To create this copy, the investigator can use Mac’s built in ‘dd’ or ‘datadump’ utility. This utility will create a bit by bit copy of the device without mounting it and/or changing any files on the device. To use dd to make a forensic copy pass the location of the device you wish to copy along with a destination for the new image. (# dd if="/dev/disk3s1" of="/Users/donny/badguysstuff.dmg") The .dmg extension is the Macintosh disk image format. These images can be mounted as disks and even booted to if the image is a copy of a complete Mac filesystem. Once the original device is removed and stored in an evidence container, the user can begin the investigation.
At this point, there are a number of tools the investigator can install to aide in discovery. Most of these are commercial products that require nominal to hefty fees to use. One of the more useful commercial utilities is Norton DiskEdit, which can recover deleted files. There is also an entire suite of forensic tools for Macintosh from a company called “BlackBag.” This tool is priced at roughly $500, but gives the user everything he or she needs to get started. While more expensive tools will perform better in most instances, there are freely available forensic tools that can be used on the Mac.
To start, there are a number of command line utilities built into the operating system that can give the investigator useful information regarding the device’s partition structure and access times. Data can be retrieved using the hexdump command. The hexdump command can print to the screen or a file the bit-by-bit information contained on the drive, allowing for analysis at the lowest level (Donnelly 2004.) There is an additional utility, ‘OD’, that can also dump data in ASCII, Octal, and Decimal format.
In addition to these utilities, there is also an open source tool available called ‘Sleuthkit.’ Sluethkit, along with its graphical front-end, ‘Autopsy’, can be downloaded for free at http://www.sluethkit.org. The install is reasonably easy by Unix standards. It is important to remember to install sluethkit before installing autopsy. Once installed, run the autopsy server and login with a browser to http://127.0.0.1:9999. The interface is easy to use and allows for data inspection at the bit level as well as case tracking and note taking.
With a few easy configuration changes, the Macintosh platform can be a very powerful computer forensic tool at a reasonably affordable cost.

Sources
Donnelly, Derrick (2004) O’reily Mac OSX Conference notes Retrieved November 25, 2006 from website http://conferences.oreillynet.com/cs/macosx2004/derrick_donnelly.pdf

Hawkins, Peter (2002) Macintosh forensic analysis using os x Retrieved November 25, 2006 from website http://www.sans.org/reading_room/whitepapers/apple/269.php
Posted by at Sunday, July 12, 2009
Labels: ,
Reactions: 

3 comments:

  1. DaveJul 14, 2009 07:19 AM
    Hi,

    Thanks for doing a posting on Mac OS X as a forensic platform. It is one of the most versatile OS's for forensics. With very little tweaking, you can be up and running as a analysis system quickly.
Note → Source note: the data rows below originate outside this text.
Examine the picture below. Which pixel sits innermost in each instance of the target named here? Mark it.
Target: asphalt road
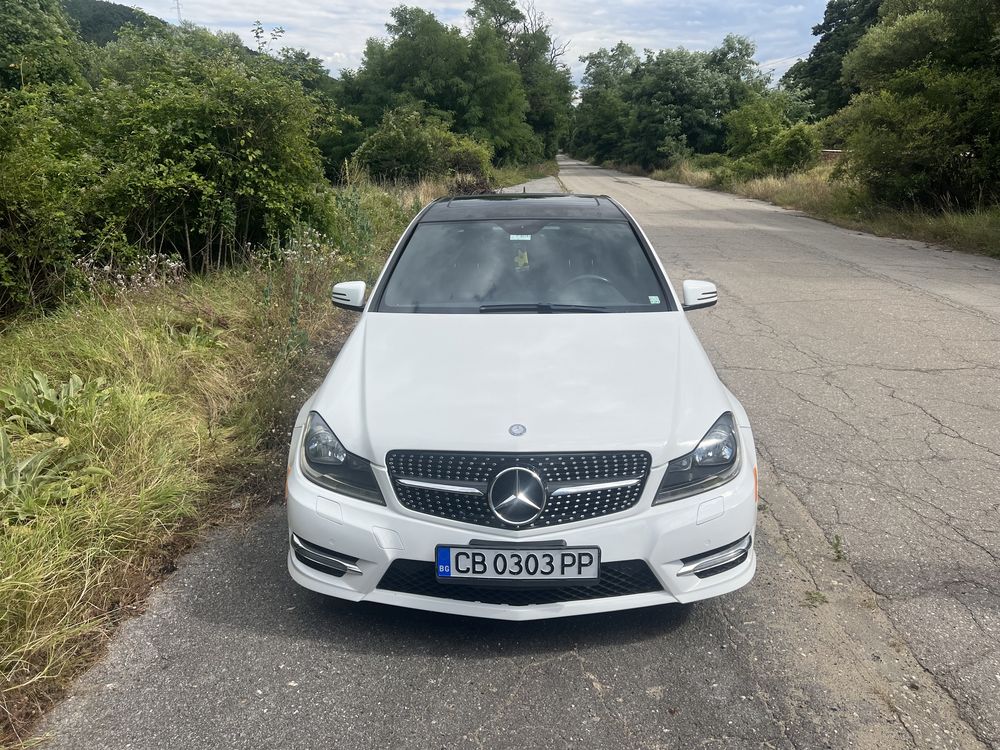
(870, 370)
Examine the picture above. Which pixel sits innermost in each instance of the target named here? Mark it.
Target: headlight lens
(326, 462)
(714, 461)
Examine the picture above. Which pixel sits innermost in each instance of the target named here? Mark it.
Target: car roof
(524, 206)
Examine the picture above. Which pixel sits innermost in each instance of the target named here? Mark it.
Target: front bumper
(712, 530)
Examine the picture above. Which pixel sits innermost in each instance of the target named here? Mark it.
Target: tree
(37, 43)
(99, 22)
(490, 83)
(819, 75)
(407, 146)
(670, 104)
(925, 127)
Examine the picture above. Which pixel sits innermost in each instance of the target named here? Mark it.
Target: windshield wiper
(541, 307)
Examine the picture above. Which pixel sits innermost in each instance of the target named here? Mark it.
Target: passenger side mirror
(350, 295)
(699, 294)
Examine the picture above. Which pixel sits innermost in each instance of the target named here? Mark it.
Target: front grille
(616, 579)
(476, 470)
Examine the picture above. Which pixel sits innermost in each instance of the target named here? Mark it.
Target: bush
(185, 144)
(407, 146)
(929, 141)
(793, 149)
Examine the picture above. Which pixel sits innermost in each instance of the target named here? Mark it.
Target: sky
(336, 30)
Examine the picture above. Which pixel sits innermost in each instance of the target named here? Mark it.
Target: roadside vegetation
(903, 90)
(173, 210)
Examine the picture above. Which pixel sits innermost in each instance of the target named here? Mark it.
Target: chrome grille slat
(419, 478)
    Your references are a bit out of date, 2002 (OS X Jaguar) and 2004 (OS X Panther). Things have changed considerably since them. Among other things, both Tiger and Leopard have changed how we stop the auto-mounting (diskarbitrationd) of media. You don't make changes to the hostconfig file to stop the automatic mounting of drives in the current OSs. This is no longer supported and you very may well mount the evidence if the diskarbitration is not turned off correctly. There are two completely different ways to do this for Leopard and Tiger.

    Also, instead of the native DD command to image, I would install DCFLDD or DC3DD. These can be installed either thru Macports or installation packages. These imaging commands are much more versatile and will allow you to hash the evidence as you image. Don't forget that when you are finished imaging, you need to lock that file down thru Get Info. If you have used the split command, you only need to lock the first segment.
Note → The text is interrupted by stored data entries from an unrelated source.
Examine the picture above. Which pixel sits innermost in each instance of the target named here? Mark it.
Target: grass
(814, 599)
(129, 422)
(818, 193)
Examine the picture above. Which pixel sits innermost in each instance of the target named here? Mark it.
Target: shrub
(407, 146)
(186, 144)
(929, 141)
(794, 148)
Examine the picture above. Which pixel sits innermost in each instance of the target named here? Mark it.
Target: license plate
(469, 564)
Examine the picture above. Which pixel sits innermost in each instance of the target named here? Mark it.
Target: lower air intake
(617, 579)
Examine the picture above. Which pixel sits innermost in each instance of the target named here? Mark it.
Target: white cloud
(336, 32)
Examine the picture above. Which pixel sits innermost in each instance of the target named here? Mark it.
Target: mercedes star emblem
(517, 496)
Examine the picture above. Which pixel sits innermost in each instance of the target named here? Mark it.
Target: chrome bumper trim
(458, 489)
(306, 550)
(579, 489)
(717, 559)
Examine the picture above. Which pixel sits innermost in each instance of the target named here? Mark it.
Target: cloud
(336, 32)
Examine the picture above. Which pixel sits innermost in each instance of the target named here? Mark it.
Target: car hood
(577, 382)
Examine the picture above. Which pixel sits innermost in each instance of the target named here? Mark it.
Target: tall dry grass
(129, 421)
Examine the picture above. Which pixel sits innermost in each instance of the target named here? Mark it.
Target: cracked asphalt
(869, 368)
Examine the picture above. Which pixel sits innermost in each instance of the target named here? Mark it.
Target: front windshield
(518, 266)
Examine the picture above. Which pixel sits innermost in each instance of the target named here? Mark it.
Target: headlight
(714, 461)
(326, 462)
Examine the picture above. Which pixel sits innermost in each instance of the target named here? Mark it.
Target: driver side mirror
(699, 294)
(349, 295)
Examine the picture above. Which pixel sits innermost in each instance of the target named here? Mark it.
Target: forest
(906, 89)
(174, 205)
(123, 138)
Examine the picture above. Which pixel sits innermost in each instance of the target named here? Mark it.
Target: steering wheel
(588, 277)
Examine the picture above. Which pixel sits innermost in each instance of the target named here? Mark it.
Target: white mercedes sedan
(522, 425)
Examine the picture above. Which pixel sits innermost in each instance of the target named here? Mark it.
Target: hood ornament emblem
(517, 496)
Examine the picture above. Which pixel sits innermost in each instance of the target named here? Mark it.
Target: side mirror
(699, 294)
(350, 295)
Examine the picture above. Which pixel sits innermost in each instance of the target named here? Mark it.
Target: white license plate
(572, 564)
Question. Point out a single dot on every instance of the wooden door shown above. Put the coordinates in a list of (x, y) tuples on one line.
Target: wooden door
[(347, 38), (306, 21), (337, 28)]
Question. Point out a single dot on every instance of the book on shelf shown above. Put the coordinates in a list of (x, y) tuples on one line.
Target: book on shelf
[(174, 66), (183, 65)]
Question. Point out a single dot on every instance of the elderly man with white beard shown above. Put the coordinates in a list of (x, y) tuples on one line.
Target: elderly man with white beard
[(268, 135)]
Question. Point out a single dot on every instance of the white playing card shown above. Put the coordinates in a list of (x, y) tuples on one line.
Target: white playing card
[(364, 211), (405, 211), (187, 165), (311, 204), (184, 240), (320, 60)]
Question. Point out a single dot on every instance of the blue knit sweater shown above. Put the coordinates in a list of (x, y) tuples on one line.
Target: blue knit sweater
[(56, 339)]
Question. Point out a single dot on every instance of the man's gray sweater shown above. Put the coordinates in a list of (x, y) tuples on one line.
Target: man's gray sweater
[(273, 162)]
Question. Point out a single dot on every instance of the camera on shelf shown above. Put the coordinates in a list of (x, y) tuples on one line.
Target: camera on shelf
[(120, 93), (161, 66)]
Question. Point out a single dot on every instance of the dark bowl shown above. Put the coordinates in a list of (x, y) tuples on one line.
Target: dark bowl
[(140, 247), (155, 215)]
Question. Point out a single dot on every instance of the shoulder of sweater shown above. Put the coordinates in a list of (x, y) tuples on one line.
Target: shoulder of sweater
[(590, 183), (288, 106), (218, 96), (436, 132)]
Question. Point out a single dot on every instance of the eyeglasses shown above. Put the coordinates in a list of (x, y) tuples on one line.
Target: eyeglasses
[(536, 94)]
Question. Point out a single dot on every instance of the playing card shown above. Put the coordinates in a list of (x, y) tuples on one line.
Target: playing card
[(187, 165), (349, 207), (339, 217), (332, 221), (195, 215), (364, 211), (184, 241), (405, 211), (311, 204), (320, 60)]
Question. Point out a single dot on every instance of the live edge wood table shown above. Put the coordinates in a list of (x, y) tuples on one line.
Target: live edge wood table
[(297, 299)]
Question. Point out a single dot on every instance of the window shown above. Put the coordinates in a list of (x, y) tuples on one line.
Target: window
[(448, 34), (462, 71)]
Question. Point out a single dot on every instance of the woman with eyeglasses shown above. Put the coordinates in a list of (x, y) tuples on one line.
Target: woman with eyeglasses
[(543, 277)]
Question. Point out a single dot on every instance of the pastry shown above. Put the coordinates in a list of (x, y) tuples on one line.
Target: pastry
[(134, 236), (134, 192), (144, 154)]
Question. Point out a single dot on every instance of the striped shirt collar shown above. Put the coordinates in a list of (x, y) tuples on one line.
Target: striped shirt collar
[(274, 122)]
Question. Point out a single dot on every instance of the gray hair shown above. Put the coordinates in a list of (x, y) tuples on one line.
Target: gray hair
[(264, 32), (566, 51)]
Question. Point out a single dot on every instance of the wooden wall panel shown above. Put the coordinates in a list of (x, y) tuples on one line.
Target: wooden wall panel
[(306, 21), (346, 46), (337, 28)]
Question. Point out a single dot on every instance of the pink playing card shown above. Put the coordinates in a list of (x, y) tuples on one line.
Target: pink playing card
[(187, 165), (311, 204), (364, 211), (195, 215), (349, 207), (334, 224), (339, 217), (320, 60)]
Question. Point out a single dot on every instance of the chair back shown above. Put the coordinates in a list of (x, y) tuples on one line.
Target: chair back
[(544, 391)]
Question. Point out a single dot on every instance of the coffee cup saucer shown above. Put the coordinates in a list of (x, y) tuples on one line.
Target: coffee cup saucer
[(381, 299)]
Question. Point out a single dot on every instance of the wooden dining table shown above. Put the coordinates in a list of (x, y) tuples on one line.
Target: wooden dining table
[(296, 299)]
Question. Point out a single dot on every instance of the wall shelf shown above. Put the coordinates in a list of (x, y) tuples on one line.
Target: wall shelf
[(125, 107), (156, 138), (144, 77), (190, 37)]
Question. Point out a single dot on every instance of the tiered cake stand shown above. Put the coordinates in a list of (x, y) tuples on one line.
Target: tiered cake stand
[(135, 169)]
    I could be wrong, but I don't think Symantec has produced a Mac version of Norton Utilities since around 2004. A good low cost program to recover deleted files is SubRosaSoft's File Salvage. It is an excellent tool to have in your forensic toolkit.

    Sleuthkit (command line) and Autopsy (GUI of Sleuthkit) are outstanding programs for forensics. While they will run on OS X for examining NTFS, EXT, etc., you can't examine HFS+ filesystems with them as it is not supported.

    If you would like some info on Mac specific forensics, check out our website at Mac OS X Forensics. There is a lot of info there that will provide a starting point for learning about Mac forensics. We also have a Mac forensics podcast, Inside the Core.

    Thanks and keep up the great work.
    Dave
    ReplyDelete
  2. DonovanJul 14, 2009 05:56 PM
    Dave,

    Thank you for taking the time to leave such an insightful comment. I will definitely visit these links and take them into consideration the next time I want to continue on this project.

    In defense of my "outdatedness," this is a republishing of a paper I did for school about 3 years ago. It was probably outdated at that time as well. :-)

    I appreciate you taking the time to read this and correct my deficiencies. I certainly wouldn't want to "mount the evidence." (This will still work on my outdated MacBook though.)
    ReplyDelete
  3. DaveJul 14, 2009 06:17 PM
    Hi Donovan,

    Your post was very well done. I wasn't trying to sharp shoot you, I just wanted to point out some differences in today's OSs.

    Derrick Donnelly is probably the most knowledgeable Mac examiner out there and is an all around great guy. His work is always top notch. I have read both of the papers you used in the past and they are a good basis to start with.

    Every time Apple does an update, they throw a wrench in the works for us. They change key items, such as the location of Safari's cache file, with no documentation. They did that 3 times within a year. So it is very important to keep on top of it. I teach Mac Forensics and am also a full time computer forensics examiner and I am constantly researching and updating my materials. It's part of the business.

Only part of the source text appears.